You might be surprised that your people may stick around for education and training as long as they have a clear career path laid out ahead of them — in your company. Studies show that people like structure and certainty. Absent that last part, it's likely they'll take their shiny new skills to (seemingly) greener pastures.
Headhunting and recruitment are always going to erode at your talent pool, but it doesn't mean that hanging on to your key information security staff is impossible.
The CBT Nuggets Learning Experience allows managers and teams to map learning paths to business objectives. Learn more about CBT Nuggets Business Solutions.
Engineer teaching opportunities into training
Cybersecurity is a team effort. That's why developing your own cybersecurity professionals is often the right choice. Not everybody in your department needs to be a security expert, but your security experts should be able to train everyone — from the IT team to end users — on basic security principles.
When your internal candidates are learning IT security, you can engineer training opportunities into their training plan. Bloom's taxonomy shows that teaching is one of the best ways to learn. It'll greatly benefit your cybersecurity-pro-in-training to start applying their newly found knowledge to company-wide initiatives as soon as possible.
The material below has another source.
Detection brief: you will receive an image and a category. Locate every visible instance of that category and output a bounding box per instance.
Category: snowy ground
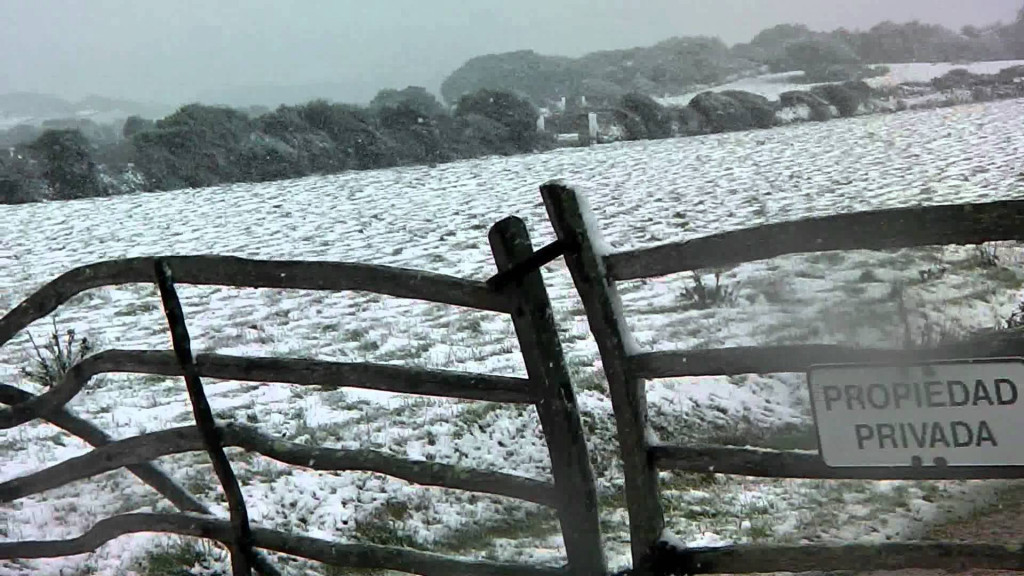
[0,96,1024,575]
[656,60,1024,106]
Unfortunately, we've seen recently that it's the seemingly simple stuffthat leads to the big breaches — unknowingly showing a database to the outside world or a single click in a phishing attempt.
Security consciousness within your IT department needs to be everybody's business. Training opportunities are a key aspect to consider when enhancing your organization's attitude towards security.
The final word
There is never a clearly defined rule when it comes to IT departments and skills allocation, especially where cybersecurity skills are concerned. Even with in-house cybersecurity employees, you may still encounter situations where an outside consultant is needed, especially if the task is highly specialized. But when you have your own cybersecurity talent pool, you will need to call in external consultants less. And that's a good thing.
Online training is a great way to get your team certified. Although it can be tough to work and study at the same time, most security professionals end up getting certified by doing exactly that. It gives your team the opportunity to apply what they have learned to the work that they are currently doing and reinforces these principles so that they can be fully understood and ingested as knowledge.
Find out who on your team who would be interested in training in cybersecurity, the response might surprise you.